La trop petite place accordée à l’improvisation se fait rapidement sentir. Dès les premiers échanges, il manque un frémissement aux dialogues. Les nombreuses scènes de groupe, de manière révélatrice, laissent très peu de place au chit-chat, ces petites conversations informelles que l’on n’est pas supposés entendre mais dont nous parviennent des bribes, qui donnent l’impression de naturel que recherche Deliquet. Ici, quand quelqu’un parle, tout le monde l’écoute. Alors que la caméra se charge au cinéma de zoomer sur tel ou tel échange, sur cette scène, les personnages sont obligés de se passer solennellement le flambeau de la parole pour que le scénario soit suivi. Pour compenser ce défaut de volubilité, les corps sont occupés, à se déplacer, boire, feuilleter des livres ou multiplier les accolades, en attendant la prochaine réplique… Peu à peu, le jeu sur qui toute l’attention était contrainte de se focaliser n’aiguise plus la curiosité, et l’ennui gagne.

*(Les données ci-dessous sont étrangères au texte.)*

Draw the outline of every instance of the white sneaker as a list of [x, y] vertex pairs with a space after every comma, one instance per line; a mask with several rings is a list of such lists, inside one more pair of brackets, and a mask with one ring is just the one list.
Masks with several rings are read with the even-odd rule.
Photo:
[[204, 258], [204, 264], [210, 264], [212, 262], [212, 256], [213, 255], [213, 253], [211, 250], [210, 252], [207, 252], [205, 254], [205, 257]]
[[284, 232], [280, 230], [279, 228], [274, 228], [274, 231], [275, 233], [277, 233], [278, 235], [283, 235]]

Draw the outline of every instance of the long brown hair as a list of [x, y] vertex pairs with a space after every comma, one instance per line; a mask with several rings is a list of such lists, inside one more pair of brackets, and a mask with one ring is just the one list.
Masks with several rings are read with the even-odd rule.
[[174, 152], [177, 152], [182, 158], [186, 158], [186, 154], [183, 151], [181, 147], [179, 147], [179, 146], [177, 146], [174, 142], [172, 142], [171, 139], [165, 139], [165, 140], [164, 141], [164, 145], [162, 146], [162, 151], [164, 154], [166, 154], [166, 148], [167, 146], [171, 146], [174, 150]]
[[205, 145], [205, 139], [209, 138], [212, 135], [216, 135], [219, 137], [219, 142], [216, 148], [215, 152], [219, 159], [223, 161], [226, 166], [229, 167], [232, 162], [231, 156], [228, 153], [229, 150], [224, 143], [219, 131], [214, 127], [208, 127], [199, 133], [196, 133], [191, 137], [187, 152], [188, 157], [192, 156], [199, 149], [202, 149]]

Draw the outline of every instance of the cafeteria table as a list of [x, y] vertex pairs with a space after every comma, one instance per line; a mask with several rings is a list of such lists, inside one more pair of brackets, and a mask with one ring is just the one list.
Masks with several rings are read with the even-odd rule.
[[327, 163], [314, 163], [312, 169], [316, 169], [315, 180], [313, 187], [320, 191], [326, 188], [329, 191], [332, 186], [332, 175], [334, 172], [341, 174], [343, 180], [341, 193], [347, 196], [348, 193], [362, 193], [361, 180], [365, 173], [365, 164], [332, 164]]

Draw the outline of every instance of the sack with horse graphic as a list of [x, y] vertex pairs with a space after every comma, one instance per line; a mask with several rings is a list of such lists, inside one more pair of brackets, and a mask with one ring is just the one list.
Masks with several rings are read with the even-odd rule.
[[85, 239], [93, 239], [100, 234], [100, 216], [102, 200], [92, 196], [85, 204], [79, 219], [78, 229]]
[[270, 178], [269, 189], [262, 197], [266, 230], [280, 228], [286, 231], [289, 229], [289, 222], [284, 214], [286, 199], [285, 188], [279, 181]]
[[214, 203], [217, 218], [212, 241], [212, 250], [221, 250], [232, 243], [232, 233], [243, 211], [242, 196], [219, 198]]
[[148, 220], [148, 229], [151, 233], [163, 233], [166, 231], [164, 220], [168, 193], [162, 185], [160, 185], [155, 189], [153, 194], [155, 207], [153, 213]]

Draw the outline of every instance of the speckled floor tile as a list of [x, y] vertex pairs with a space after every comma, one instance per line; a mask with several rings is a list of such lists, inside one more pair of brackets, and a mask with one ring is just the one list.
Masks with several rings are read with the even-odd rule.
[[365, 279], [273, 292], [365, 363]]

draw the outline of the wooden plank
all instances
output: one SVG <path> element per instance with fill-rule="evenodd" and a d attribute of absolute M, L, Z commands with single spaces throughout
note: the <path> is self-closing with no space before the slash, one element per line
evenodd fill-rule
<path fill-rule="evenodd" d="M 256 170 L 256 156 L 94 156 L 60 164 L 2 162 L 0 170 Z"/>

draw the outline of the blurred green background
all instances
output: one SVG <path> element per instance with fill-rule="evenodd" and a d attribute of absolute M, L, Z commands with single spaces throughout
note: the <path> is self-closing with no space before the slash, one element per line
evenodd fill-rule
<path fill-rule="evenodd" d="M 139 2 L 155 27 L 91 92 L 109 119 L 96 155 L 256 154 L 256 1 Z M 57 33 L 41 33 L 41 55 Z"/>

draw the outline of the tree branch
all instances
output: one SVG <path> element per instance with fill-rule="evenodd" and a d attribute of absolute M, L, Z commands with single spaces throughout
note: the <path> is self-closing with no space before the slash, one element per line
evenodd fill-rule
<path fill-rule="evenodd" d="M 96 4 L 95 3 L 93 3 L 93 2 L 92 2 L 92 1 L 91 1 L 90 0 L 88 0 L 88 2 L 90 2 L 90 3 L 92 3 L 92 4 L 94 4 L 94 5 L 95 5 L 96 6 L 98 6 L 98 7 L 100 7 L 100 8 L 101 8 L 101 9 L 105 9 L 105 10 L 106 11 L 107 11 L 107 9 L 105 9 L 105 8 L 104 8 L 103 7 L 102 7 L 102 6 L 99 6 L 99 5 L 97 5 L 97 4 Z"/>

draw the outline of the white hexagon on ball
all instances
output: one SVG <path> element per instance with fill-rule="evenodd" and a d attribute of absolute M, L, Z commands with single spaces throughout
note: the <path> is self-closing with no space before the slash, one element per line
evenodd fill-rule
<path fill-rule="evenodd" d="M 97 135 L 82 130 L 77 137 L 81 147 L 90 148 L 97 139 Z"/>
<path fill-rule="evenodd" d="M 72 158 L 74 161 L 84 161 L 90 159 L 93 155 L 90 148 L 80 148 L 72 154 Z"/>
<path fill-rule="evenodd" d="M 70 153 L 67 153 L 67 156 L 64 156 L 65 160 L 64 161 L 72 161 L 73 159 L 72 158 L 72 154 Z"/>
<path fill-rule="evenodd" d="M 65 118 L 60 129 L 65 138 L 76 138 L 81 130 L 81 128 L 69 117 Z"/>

S’écoule ainsi une longue soirée, dans une langueur tchekhovienne – mais sans la finesse des personnages et du texte de Tchekhov – à peine troublée par la violence de certaines répliques qui ne font ni vraiment rire, ni vraiment frémir, par quelques morceaux de musique ou par quelques citations de Shakespeare ou Nietzsche. Le déballage peu spectaculaire des quelques non-dits de cette famille place finalement dans une situation de voyeurisme passif, peu réjouissante et peu gratifiante pour le spectateur.
F.
Pour en savoir plus sur « Un conte de Noël », rendez-vous sur le site du Théâtre de l’Odéon.
Votre texte est précis et il met en perspective le projet, de manière bien utile, par rapport au parcours de la metteure en scène et à d’autres choix récents qui se confrontent à la même problématique. On comprend bien vos réserves… la citation de Flaubert que je connaissais trouve parfaitement sa place!